Nous nous promenons dans la vieille ville où les artisans travaillent dans de minuscules réduits : sculpteurs sur marbre, cordonniers, joailliers, etc. En dehors de l’odeur d’urine omniprésente et des klaxons qui rendent à moitié sourd, nous sommes enchantés. Nous découvrons également l’existence d’un métier bien particulier : homme-fontaine.
A l’abri derrière un grillage, assis sur ses talons dans un réduit surélevé par rapport à la chaussée et d’un mètre de plafond, un homme attend le passant assoiffé pour incliner sa cruche.
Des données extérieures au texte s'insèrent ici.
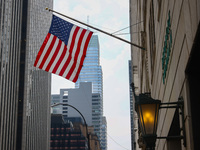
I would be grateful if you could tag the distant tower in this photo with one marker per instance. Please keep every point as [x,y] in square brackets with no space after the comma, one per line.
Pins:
[131,106]
[87,22]
[92,72]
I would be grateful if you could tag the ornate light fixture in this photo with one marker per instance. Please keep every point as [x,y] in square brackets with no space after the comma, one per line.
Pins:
[147,109]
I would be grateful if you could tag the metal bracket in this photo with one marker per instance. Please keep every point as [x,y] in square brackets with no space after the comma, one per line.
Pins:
[179,104]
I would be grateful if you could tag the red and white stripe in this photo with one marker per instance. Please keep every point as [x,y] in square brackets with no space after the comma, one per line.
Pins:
[64,60]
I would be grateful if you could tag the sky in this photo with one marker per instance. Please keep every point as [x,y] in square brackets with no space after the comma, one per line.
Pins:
[110,16]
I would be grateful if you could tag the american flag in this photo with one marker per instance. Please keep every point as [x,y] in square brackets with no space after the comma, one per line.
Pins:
[64,49]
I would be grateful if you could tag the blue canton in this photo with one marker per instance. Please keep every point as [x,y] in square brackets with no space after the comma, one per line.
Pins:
[60,28]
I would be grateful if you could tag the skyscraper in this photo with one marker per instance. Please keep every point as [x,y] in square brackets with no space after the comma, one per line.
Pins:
[24,91]
[92,72]
[131,106]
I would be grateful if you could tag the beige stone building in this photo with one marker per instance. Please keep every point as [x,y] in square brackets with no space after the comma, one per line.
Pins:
[168,68]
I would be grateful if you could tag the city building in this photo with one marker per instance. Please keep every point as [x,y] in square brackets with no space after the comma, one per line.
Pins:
[65,136]
[104,144]
[132,108]
[88,103]
[168,67]
[92,72]
[24,91]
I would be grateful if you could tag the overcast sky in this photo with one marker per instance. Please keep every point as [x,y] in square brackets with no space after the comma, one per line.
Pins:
[111,16]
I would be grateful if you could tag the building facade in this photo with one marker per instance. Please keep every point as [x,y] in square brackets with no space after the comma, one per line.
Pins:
[65,136]
[25,91]
[167,68]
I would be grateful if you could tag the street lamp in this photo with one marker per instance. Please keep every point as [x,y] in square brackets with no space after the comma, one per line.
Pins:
[147,109]
[88,137]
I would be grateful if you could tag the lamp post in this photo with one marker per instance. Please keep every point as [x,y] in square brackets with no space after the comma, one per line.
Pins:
[88,137]
[147,109]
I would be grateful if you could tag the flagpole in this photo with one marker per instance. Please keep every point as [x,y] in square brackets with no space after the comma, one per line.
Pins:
[97,29]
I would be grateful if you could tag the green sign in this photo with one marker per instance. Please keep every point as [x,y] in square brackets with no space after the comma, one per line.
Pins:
[166,48]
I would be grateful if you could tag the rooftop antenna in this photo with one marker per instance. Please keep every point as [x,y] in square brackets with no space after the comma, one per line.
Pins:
[87,22]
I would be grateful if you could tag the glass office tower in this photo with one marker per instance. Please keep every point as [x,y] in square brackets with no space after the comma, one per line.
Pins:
[92,72]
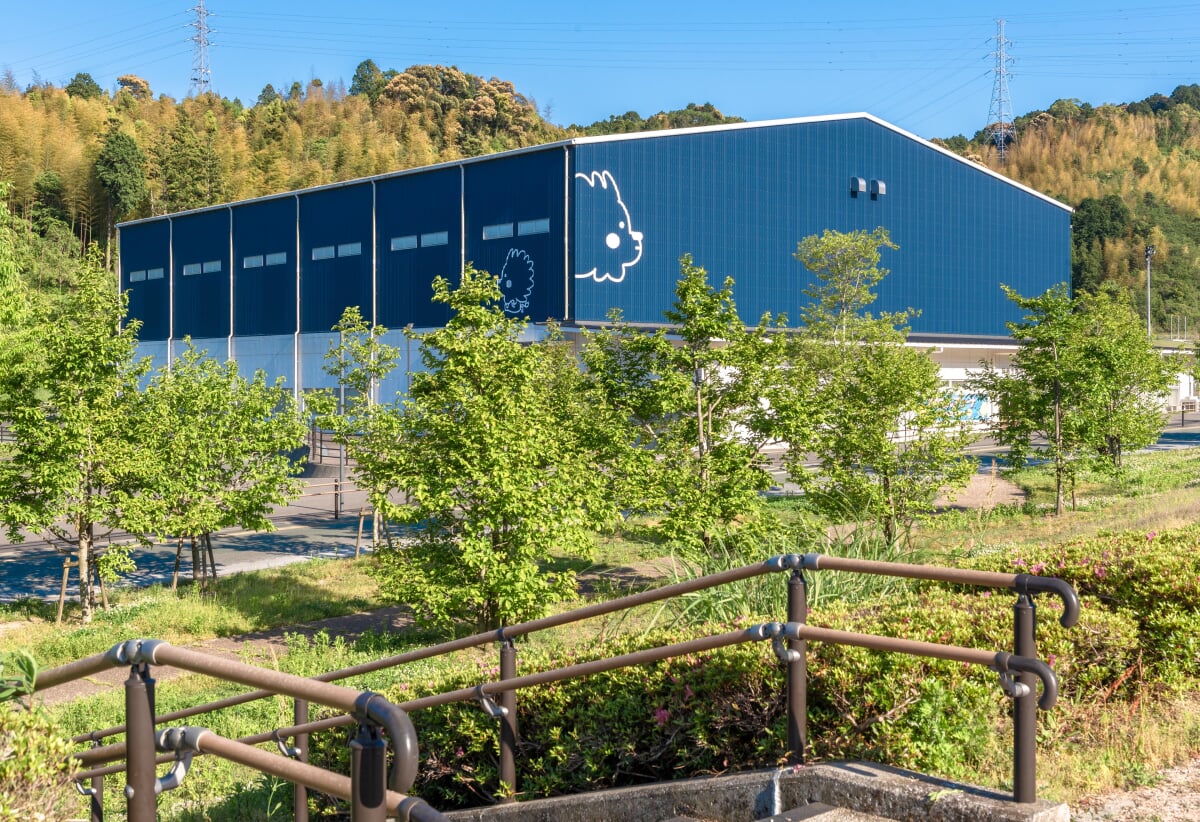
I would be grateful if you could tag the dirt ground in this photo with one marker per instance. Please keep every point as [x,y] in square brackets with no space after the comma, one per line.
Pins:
[1175,797]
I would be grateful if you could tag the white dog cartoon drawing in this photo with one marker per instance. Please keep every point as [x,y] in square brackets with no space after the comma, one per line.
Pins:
[622,245]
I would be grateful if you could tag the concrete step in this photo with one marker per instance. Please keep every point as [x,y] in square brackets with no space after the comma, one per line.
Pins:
[815,811]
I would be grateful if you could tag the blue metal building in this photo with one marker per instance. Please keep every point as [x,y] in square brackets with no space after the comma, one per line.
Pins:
[583,226]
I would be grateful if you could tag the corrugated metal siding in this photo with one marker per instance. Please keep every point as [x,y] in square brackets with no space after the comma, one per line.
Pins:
[201,245]
[264,252]
[147,247]
[521,195]
[741,201]
[334,219]
[414,210]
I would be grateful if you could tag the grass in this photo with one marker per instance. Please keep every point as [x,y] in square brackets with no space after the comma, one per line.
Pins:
[1109,747]
[238,604]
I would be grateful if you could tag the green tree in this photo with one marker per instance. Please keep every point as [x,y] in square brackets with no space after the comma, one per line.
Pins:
[187,169]
[221,447]
[121,173]
[1122,379]
[887,435]
[369,81]
[73,411]
[82,85]
[697,401]
[1036,399]
[502,459]
[359,361]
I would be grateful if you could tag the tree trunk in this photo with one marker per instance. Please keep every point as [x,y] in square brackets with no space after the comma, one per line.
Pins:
[87,597]
[174,576]
[213,562]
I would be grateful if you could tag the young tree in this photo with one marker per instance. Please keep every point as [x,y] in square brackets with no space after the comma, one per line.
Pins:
[1125,377]
[1086,382]
[359,361]
[887,435]
[221,445]
[501,453]
[73,405]
[697,401]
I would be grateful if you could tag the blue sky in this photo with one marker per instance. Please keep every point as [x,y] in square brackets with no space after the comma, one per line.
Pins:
[927,67]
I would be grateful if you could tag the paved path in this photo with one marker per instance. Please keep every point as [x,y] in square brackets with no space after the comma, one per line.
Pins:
[304,529]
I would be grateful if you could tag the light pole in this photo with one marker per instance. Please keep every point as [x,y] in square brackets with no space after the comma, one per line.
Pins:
[1150,252]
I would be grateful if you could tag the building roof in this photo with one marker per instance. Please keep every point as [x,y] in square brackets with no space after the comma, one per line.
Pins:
[666,133]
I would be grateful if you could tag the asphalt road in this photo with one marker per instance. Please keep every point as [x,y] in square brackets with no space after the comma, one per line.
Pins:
[307,529]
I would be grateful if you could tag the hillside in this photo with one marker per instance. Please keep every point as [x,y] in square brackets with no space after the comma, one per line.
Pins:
[1132,172]
[79,159]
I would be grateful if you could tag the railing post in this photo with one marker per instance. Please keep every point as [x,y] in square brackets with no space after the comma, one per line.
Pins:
[139,765]
[1025,708]
[797,671]
[509,723]
[96,796]
[369,775]
[300,742]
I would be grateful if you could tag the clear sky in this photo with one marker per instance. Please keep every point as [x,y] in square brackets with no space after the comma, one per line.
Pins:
[927,67]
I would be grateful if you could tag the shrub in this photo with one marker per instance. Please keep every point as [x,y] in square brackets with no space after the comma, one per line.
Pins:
[34,784]
[1152,576]
[725,711]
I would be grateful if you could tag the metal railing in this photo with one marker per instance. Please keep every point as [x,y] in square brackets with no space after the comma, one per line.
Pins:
[1019,673]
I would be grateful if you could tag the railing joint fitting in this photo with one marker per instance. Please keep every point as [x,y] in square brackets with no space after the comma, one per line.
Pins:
[489,703]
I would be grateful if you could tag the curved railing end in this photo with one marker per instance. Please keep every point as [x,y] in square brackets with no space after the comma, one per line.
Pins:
[1030,583]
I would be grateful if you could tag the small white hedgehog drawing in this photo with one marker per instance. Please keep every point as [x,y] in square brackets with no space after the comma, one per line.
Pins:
[516,281]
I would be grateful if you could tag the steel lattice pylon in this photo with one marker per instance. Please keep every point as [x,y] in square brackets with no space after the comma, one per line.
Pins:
[1000,115]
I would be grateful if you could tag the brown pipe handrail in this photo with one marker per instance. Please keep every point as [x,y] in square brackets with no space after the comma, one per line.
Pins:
[358,703]
[202,741]
[795,634]
[1023,583]
[999,661]
[474,641]
[774,564]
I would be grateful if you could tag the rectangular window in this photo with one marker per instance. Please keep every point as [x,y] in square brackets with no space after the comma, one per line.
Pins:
[497,232]
[533,226]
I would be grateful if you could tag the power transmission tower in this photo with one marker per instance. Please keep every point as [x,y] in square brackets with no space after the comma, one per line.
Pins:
[202,75]
[1000,117]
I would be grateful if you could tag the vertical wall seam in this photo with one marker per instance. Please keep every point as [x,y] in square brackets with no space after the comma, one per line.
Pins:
[233,267]
[171,292]
[297,384]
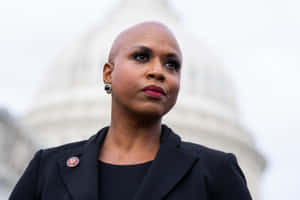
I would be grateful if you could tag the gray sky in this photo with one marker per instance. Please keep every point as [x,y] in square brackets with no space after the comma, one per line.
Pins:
[257,40]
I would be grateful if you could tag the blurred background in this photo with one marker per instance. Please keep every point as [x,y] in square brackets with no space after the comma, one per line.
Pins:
[240,80]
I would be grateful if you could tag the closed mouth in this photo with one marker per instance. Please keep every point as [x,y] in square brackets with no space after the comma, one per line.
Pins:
[154,89]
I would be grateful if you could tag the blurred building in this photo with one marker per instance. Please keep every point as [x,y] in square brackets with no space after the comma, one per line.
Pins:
[72,105]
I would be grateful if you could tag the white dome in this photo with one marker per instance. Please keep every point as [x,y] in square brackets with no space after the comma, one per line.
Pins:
[72,104]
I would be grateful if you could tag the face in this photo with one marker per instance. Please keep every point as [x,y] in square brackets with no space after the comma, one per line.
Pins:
[145,73]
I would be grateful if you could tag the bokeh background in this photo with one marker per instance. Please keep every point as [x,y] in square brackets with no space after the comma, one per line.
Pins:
[257,41]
Personne ne paie, ce doit être un fonctionnaire.
Nous trouvons également une pâtisserie qui fabrique des sortes de petits calissons d’Aix pour 5 roupies (c’est de la pâte de noix de cajou et non d’amandes mais vraiment délicieux).
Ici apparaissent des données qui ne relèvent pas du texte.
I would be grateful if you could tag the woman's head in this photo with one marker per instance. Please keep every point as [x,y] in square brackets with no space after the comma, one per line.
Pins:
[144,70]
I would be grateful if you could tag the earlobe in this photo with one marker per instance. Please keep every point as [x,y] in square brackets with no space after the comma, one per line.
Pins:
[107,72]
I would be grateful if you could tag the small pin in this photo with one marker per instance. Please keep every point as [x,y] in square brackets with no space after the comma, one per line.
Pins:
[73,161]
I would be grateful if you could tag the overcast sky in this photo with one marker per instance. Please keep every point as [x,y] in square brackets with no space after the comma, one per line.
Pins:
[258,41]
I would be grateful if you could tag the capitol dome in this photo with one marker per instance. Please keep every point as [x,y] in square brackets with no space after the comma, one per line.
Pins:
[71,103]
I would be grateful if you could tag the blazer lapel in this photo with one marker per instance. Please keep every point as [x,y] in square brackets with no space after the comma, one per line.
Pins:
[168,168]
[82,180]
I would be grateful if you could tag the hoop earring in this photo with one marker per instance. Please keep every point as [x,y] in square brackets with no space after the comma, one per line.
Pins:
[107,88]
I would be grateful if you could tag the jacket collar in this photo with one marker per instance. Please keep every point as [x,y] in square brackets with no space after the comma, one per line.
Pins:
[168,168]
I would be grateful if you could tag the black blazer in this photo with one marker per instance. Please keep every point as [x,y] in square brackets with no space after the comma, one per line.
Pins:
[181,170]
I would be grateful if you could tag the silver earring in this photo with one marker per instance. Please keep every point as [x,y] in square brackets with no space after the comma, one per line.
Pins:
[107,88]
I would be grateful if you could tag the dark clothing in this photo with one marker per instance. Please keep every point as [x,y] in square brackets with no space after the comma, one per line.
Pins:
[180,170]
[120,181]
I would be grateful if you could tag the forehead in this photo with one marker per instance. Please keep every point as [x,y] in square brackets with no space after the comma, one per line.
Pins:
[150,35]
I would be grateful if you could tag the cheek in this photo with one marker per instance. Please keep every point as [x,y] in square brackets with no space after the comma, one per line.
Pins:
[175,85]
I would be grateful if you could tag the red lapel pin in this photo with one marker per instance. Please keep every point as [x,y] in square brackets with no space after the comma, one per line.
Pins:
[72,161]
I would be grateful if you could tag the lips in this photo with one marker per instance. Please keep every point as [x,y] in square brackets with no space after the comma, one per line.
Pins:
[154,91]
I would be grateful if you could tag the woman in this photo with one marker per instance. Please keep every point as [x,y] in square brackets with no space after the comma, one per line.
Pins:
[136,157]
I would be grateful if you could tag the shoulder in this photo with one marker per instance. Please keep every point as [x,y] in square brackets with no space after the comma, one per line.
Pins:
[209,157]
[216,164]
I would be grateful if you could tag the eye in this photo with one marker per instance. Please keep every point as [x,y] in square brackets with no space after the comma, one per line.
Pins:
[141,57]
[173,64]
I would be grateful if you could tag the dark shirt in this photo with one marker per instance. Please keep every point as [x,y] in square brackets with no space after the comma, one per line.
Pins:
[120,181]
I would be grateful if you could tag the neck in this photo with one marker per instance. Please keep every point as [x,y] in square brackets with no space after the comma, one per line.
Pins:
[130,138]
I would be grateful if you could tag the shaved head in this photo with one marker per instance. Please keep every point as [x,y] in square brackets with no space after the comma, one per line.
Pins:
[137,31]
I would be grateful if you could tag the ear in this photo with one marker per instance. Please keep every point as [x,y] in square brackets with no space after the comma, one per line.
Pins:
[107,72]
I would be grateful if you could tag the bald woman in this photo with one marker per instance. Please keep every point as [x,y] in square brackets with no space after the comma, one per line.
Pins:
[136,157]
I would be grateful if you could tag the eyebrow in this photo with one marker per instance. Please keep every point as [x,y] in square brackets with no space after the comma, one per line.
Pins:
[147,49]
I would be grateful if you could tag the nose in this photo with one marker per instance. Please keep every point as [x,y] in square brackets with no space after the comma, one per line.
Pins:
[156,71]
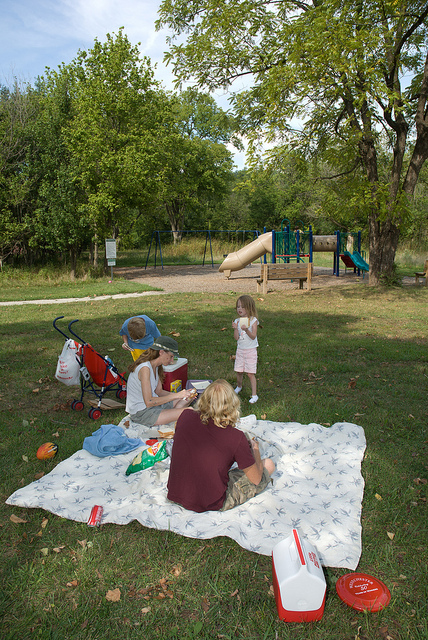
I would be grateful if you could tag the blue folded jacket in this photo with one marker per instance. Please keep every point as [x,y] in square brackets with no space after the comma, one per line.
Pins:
[110,440]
Le soir nous découvrons le monument du kitch du cinéma Indien, le cinéma Raj Mandir, dans des tons pastels blanc et roses dégoulinants de mièvrerie en style crème chantilly architecturale, le tout paré de milliers de petits miroirs reflétant la lumière… Une splendeur dans laquelle nous assistons à une comédie de Bollywood en hindi. Tout est joué de façon caricaturale et le ton est plus proche de la farce que de l’humour du Dîner de cons, mais les indiens sont hilares et nous nous amusons beaucoup malgré nos faibles notions d’hindi. Un Mac Do vient couronner cette soirée bien agréable (notre premier depuis les Philippines).
Le lendemain nous visitons sous la pluie l’observatoire astronomique de Jaïpur. Sans soleil, aucun des instruments ne fonctionne, mais notre guide très calé nous aide à nous les représenter. Cet observatoire abrite notamment un cadran solaire géant précis à la seconde près.
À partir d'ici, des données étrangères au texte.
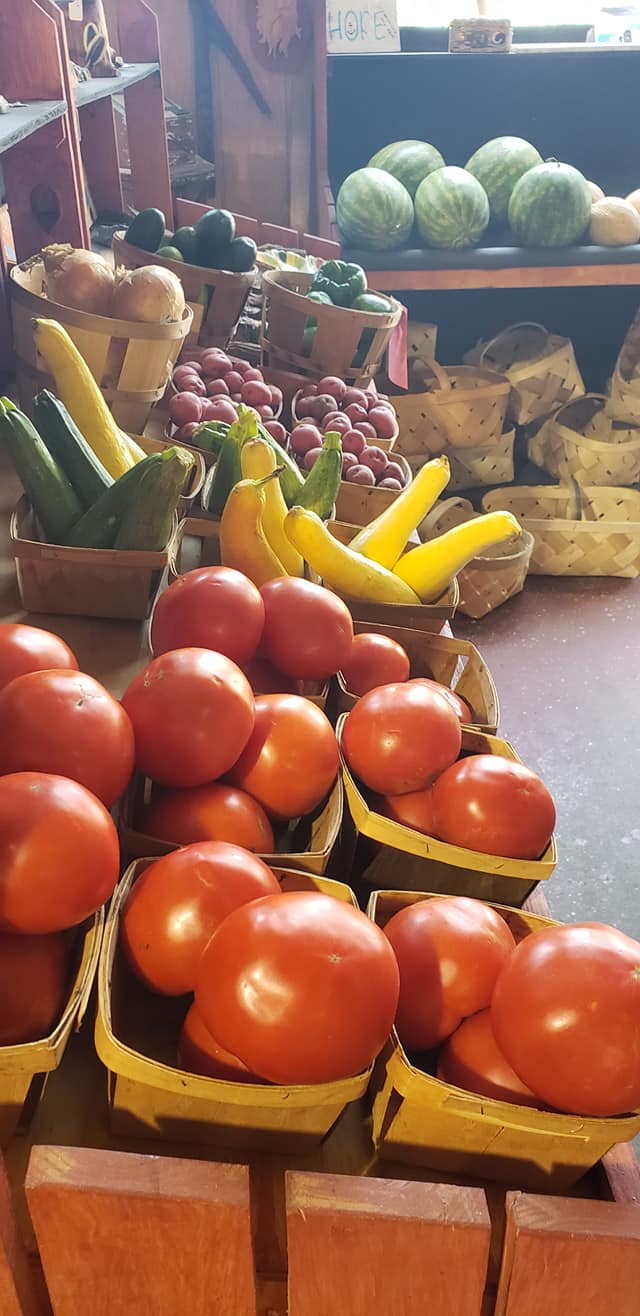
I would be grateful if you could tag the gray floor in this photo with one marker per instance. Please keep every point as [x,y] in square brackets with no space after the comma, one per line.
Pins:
[565,657]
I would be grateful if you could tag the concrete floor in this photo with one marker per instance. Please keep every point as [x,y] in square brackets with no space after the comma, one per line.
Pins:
[565,657]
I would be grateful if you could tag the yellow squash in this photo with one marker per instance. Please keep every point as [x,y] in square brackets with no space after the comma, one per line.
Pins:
[242,541]
[431,567]
[78,390]
[345,571]
[258,459]
[386,538]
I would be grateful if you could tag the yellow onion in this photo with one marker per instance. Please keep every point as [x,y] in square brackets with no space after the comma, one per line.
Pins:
[150,295]
[78,279]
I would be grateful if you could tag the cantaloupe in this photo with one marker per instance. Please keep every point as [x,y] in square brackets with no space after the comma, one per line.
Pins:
[614,223]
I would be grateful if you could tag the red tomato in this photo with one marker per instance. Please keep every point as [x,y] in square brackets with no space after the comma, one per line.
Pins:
[291,759]
[458,704]
[177,904]
[449,953]
[33,986]
[199,1053]
[374,661]
[414,809]
[66,723]
[308,631]
[210,608]
[30,649]
[473,1060]
[192,716]
[59,854]
[213,812]
[399,737]
[566,1015]
[302,987]
[494,806]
De retour dans les bazars, nous sommes abordés par un pharmacien qui se plaint du mauvais accueil reçu quelques instants auparavant auprès d’un autre touriste. Celui-ci l’aurait envoyé au diable et il se demande si tous les touristes détestent les indiens comme cela. Comme j’ai un peu été tenté de l’envoyer au diable, je m’en veux un peu et reste cordial tout en essayant de défendre l’autre touriste (il a pu avoir une longue journée, et c’est sans doute la centième sollicitation à laquelle il répond de la journée).
Nos sens restent tout de même en alerte, on se fait rarement aborder pour rien dans les centres touristiques…
Mais celui-ci a l’air sympathique, il nous parle un peu de la ville, du commerce d’éléphants de son père et nous le suivons, les sens plus que jamais en éveil pour aller boire un thé dans le boui-boui voisin. Tout en restant sur nos gardes, nous voulons lui laisser sa chance. Un de ses amis nous rejoint qui sort immédiatement son téléphone et nous entendons « Westerner » dans la conversation. On lui laisse le bénéfice du doute, peut-être que cela amuse ses amis de rencontrer des occidentaux. Arrive un autre bonhomme, très sûr de lui, voulant paraître très riche et dont le père s’occupe d’une entreprise de bijoux. Il peste immédiatement contre les nouveaux tarifs douaniers mis en place par Sarko. On lui réplique gentiment que la France est dans l’U.E et que nous avons un tarif extérieur commun et qu’il est donc mal renseigné. Dans un dernier effort, il tente de nous proposer la fameuse arnaque de Jaipur, acheter des bijoux ici pour les faire passer à son revendeur en France pour économiser les taxes… On se regarde en riant et décampons assez rapidement, finalement assez peu étonnés mais un peu déçus d’avoir essayé de faire confiance. N’ayant pas encore vraiment rencontré d’indiens en un mois, nous voulions peut-être un peu trop y croire et, malgré toutes les sirènes qui se déclenchaient dans notre tête, nous lui avons laissé sa chance. Prudents, nous avions tout de même échangé nos thés… Les indiens malhonnêtes sont connus pour droguer leurs victimes avant de les dépouiller.